3:40 PM. The meeting ended. Li gathered the materials, leaving a parting remark before heading out: "The post-investment team will issue a preliminary assessment. Next Monday afternoon, President Zhao will personally hear the report." The door closed. The office fell quiet again. Su Man exhaled in relief, but her brow remained furrowed. "They didn't find any faults, but they didn't soften either. Zhao Qiming wanting to hear it himself means they're still pressing down on the valuation." Lin Chen wiped the whiteboard clean. Chalk dust settled on his cuffs; he didn't mind. "Normal. Capital isn't in a rush to pay out; they're waiting for us to show weakness." He returned to his desk and opened his incident log notebook. On a fresh page, he wrote just one line: Audit passed. Deviation classified as historical disaster recovery record. Next step: Prepare presentation materials for Zhao Qiming. Core focus: Unit inference cost and clinical scenario delivery rate.

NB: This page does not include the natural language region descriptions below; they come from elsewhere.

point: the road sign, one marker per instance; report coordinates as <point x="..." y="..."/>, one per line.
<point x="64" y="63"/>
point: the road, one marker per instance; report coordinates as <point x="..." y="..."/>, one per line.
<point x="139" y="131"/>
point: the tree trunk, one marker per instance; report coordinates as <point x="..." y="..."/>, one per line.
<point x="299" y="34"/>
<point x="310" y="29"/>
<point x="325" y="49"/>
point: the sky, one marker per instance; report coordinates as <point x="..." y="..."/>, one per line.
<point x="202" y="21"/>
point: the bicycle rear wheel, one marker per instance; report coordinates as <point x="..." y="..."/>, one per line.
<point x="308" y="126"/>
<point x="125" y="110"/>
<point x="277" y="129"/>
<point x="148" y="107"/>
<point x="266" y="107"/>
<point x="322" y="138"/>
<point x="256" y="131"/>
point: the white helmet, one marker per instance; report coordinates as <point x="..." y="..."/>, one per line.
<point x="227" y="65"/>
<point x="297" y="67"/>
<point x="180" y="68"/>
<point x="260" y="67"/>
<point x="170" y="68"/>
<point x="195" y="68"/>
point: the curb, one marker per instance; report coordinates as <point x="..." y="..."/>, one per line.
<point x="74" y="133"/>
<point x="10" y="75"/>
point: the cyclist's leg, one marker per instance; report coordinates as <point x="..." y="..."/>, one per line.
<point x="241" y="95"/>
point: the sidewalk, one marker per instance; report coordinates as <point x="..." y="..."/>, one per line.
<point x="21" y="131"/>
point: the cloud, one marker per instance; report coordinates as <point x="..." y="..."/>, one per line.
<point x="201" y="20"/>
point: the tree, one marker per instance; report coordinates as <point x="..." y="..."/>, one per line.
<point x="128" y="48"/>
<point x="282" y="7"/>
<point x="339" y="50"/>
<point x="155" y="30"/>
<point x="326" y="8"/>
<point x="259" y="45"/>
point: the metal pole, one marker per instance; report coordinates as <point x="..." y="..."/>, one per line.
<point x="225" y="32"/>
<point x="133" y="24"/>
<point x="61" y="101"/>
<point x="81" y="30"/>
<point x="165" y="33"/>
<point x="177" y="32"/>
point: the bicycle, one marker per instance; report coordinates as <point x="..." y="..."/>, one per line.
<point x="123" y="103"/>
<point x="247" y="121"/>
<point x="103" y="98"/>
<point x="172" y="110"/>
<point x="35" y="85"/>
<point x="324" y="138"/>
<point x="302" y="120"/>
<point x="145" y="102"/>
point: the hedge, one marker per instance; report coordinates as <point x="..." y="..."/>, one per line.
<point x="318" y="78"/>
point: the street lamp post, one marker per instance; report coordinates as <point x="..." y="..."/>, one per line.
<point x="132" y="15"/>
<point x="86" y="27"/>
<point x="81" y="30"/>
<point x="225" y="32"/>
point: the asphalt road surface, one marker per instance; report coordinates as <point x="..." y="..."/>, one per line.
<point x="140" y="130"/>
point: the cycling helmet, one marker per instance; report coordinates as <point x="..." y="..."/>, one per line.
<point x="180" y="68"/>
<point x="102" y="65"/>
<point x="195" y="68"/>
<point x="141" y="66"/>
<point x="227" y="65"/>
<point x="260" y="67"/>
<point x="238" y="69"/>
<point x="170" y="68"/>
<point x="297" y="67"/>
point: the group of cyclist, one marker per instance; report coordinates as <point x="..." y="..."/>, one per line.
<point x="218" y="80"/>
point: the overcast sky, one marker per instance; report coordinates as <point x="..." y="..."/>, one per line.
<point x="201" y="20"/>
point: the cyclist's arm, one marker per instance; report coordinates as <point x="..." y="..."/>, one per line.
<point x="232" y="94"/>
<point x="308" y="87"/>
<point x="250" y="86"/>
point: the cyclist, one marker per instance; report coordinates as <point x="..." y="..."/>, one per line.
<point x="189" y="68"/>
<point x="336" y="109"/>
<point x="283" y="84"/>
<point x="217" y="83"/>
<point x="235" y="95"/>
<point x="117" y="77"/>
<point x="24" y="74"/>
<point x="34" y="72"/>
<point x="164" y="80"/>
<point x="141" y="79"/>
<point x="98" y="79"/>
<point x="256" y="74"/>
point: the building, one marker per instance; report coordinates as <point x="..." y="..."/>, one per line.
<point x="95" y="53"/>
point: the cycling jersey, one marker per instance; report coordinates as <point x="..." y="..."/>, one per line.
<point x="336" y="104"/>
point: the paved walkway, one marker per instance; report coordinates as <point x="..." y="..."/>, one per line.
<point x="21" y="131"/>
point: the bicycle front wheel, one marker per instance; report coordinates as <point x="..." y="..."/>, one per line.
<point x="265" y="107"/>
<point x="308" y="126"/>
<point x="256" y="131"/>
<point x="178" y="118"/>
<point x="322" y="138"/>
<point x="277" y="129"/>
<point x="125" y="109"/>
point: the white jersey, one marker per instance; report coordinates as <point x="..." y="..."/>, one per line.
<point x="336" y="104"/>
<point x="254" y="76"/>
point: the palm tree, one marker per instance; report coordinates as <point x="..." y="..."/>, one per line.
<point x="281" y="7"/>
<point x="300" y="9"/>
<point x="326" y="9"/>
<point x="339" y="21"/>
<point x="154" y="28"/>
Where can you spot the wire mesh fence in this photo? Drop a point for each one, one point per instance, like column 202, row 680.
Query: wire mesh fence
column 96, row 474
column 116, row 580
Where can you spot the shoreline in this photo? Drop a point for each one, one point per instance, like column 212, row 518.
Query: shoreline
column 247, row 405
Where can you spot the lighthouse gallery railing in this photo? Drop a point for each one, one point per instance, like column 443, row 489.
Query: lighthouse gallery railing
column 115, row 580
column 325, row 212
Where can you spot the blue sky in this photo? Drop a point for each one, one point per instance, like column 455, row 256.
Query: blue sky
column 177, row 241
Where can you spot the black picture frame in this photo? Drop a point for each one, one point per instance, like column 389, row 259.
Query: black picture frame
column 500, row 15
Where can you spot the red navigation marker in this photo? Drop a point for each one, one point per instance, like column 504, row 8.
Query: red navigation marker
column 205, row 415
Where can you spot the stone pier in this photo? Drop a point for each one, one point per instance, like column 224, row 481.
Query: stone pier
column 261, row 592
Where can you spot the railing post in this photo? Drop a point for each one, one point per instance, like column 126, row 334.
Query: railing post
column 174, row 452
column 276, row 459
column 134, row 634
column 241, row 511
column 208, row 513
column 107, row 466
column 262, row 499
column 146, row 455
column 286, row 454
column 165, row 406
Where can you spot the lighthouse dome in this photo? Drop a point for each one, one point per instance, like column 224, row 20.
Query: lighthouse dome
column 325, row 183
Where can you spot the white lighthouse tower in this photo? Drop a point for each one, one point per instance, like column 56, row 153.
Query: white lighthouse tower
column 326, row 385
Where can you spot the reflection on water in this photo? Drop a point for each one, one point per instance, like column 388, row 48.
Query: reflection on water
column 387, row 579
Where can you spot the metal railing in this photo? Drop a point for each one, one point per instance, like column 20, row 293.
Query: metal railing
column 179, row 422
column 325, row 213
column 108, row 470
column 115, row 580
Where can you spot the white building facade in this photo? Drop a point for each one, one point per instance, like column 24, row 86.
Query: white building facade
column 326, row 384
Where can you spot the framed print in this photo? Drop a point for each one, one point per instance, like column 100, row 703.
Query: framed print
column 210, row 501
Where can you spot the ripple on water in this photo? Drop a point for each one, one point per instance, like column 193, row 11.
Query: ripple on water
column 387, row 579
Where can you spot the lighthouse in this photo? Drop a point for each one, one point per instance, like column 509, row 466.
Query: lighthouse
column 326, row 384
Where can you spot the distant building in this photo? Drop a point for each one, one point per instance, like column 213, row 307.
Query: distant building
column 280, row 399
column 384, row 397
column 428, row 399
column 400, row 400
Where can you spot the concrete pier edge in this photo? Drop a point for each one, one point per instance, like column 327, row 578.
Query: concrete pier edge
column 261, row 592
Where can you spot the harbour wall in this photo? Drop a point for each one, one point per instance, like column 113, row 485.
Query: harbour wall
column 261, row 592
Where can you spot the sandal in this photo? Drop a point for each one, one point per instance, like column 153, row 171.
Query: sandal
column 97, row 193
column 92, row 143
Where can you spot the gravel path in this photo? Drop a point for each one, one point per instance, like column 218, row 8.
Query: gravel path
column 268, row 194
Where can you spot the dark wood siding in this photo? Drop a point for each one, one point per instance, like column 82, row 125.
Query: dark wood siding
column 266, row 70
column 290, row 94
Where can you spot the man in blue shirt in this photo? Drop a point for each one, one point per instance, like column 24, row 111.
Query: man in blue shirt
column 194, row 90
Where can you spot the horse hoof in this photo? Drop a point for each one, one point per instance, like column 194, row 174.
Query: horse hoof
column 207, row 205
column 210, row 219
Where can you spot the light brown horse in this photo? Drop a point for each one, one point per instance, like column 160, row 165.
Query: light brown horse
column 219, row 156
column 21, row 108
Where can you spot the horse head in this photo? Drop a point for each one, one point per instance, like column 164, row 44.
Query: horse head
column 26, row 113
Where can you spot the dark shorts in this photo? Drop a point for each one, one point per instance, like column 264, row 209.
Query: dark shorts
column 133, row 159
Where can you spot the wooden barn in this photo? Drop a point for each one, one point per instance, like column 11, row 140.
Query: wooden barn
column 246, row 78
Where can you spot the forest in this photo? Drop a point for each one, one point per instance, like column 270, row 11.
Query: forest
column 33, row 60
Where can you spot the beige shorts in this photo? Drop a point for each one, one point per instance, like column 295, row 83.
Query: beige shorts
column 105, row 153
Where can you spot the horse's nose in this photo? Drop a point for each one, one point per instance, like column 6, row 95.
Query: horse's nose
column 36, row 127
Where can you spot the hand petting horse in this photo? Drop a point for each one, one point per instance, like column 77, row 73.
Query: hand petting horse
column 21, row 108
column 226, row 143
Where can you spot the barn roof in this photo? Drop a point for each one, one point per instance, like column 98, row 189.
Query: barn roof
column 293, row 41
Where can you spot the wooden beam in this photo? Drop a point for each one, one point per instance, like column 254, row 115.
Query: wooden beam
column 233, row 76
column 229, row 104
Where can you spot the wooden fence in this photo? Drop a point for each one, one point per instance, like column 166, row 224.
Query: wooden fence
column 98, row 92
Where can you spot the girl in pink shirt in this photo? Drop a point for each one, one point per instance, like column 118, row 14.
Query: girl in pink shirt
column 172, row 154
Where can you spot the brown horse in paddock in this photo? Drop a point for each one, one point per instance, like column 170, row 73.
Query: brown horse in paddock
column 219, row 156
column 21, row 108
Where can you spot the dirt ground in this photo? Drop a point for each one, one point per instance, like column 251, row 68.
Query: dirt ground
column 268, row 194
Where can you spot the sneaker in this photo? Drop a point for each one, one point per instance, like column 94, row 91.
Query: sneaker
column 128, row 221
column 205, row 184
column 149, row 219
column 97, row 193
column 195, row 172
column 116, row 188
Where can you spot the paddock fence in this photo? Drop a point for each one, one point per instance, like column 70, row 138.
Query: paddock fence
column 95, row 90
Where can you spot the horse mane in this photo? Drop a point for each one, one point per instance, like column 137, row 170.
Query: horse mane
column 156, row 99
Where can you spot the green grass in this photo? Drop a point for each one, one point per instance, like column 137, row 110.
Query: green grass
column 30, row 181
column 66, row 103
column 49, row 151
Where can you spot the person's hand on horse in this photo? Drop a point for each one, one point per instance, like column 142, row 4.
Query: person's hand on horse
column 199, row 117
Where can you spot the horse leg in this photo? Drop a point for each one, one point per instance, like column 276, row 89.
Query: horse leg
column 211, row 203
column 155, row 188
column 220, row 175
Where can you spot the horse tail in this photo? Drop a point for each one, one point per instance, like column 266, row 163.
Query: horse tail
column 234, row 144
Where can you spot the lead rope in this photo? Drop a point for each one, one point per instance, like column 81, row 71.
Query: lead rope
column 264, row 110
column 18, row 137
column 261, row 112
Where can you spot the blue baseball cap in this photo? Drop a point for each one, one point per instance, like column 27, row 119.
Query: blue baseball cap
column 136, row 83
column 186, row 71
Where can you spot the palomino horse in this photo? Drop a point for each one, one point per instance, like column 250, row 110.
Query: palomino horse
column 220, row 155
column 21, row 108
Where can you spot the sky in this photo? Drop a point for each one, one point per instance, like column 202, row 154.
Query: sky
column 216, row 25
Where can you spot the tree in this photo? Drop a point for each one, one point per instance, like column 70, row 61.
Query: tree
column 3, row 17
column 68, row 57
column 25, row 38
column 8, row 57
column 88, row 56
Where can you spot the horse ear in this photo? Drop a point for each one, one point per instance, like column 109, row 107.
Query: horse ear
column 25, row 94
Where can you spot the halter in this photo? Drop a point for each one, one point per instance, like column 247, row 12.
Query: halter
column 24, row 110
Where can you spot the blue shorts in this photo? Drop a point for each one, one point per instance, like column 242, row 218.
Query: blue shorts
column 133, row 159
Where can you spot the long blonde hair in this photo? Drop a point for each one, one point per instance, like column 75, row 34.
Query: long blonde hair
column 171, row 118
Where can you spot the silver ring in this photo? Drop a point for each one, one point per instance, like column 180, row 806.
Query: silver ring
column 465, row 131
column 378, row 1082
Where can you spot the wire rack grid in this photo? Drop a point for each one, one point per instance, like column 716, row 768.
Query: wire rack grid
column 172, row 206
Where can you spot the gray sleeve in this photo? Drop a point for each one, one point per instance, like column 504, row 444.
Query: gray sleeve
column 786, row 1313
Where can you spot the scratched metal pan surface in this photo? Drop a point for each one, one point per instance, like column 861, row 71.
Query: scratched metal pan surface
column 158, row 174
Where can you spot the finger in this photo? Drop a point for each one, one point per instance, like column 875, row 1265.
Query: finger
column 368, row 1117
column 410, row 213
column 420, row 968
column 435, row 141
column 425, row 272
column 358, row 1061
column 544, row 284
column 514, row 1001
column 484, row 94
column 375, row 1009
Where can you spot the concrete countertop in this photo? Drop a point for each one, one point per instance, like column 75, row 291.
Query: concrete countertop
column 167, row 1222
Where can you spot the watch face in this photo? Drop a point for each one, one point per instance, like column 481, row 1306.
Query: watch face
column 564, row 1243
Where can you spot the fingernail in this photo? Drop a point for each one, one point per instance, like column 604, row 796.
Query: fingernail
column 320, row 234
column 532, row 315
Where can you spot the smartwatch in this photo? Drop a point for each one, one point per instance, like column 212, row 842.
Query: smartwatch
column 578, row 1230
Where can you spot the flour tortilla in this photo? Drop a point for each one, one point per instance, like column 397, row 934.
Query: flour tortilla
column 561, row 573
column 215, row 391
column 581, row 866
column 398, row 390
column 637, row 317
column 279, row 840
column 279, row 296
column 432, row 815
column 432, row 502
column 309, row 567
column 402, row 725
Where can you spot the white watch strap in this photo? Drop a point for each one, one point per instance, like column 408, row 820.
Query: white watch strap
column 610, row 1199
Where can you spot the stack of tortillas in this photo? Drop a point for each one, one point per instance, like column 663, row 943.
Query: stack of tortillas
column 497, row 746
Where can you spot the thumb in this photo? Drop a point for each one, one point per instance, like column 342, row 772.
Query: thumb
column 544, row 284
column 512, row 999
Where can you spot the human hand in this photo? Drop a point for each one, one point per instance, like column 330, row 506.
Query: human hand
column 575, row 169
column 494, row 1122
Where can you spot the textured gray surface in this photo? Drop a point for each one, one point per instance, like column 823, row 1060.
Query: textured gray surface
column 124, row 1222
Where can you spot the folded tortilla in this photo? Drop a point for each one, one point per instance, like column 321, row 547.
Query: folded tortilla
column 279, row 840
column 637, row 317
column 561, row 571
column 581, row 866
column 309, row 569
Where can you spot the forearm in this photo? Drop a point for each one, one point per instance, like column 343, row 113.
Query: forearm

The pen tip had barely lifted when a new message popped up on Enterprise WeChat. Sender: Engineer Li. Attachment: a PDF titled Supplementary Due Diligence Checklist: Clinical Efficacy Validation Report for Medical Vertical Model (Requires Third-Party Institution Seal). Lin Chen opened it. The final line of the checklist was bolded and highlighted in red: Please submit by 18:00 this Friday. Failure to do so will be deemed as raising doubts regarding data compliance. He stared at the line. Friday. Three days. A third-party clinical validation report, going through the ethics committee of a Grade-A tertiary hospital and external institutional procedures, would take at least two weeks at the fastest. The third page of the ledger hadn't even been turned, yet the wind was already blowing in. He closed the PDF, pulled up the contact list for the head of the provincial hospital's annotation team. His finger hovered over the call button, paused for two seconds, and pressed down.